WE EAT RIBOLLITA SOUP

 

Ribollita Soup

RIBOLLITA SOUP

This is a SIMPLE Italian veggie soup that I always have the ingredients in stock.  I haven’t met a person yet who didn’t rave about it! 

Ingredients

2 cans white beans, such as Great Northern or cannellini
Kosher salt
1/4 cup good olive oil, plus extra for serving
1/4 pound large diced pancetta or smoked bacon (optional)
2 cups chopped yellow onions (2 onions)
1 1/2 cup chopped carrots (5 carrots)


1 cup chopped celery (3 stalks)
4 tablespoons minced garlic
1 teaspoon freshly ground black pepper
1/2 teaspoon crushed red pepper flakes
1 (28-ounce) can Italian plum tomatoes, chopped
4 cups coarsely chopped or shredded  cabbage, optional
4 cups coarsely chopped kale
2 tablespoons Italian Seasoning Mix

1/2 cup chopped fresh basil leaves
8 cups soup stock, any of these: vegetable, chicken, mushroom
1/2 cup freshly grated Parmesan, for serving

Directions
On medium high, heat the oil in a large stockpot. Add the pancetta and onions and cook over medium-low heat for 7 to 10 minutes, until the onions are translucent. Add the carrots, celery, garlic, 1 tablespoon of salt, the pepper, and red pepper flakes. Cover and cook over medium-low heat for 7 to 10 minutes, until the vegetables are tender. Add the tomatoes with their puree, the cabbage, if using, the kale, Italian seasoning and basil and cook over medium-low heat, stirring occasionally, for another 7 to 10 minutes.

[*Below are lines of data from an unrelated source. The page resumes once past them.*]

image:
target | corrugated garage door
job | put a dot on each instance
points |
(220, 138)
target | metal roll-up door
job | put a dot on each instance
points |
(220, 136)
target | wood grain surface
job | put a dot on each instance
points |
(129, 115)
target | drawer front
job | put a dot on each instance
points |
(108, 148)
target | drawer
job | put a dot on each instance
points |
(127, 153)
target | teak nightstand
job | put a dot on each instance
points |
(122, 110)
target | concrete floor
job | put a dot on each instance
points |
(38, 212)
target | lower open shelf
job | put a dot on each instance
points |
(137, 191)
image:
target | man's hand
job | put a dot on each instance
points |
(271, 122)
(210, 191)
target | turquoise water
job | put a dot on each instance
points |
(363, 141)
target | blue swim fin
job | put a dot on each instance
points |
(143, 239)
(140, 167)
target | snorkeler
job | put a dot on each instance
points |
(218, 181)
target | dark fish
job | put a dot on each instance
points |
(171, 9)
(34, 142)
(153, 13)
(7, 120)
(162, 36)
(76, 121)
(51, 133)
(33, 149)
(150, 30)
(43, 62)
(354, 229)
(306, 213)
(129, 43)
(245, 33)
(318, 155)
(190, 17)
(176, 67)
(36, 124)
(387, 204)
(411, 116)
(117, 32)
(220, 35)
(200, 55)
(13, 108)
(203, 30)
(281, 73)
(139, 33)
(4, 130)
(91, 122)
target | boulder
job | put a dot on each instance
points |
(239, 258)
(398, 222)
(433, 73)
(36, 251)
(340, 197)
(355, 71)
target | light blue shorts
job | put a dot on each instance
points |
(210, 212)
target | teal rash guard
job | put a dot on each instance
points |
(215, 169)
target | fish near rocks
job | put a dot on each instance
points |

Drain the beans, reserving their liquid. In the bowl of a food processor fitted with a steel blade, puree half of the beans with a little of their liquid. Add to the stockpot, along with the remaining whole beans.  Add the soup stock and bring to a boil. Reduce the heat and simmer over low heat for 20 minutes.

Taste for seasoning and serve hot in large bowls sprinkled with Parmesan and drizzled with olive oil.

PS Take seconds, it’s so healthy for you!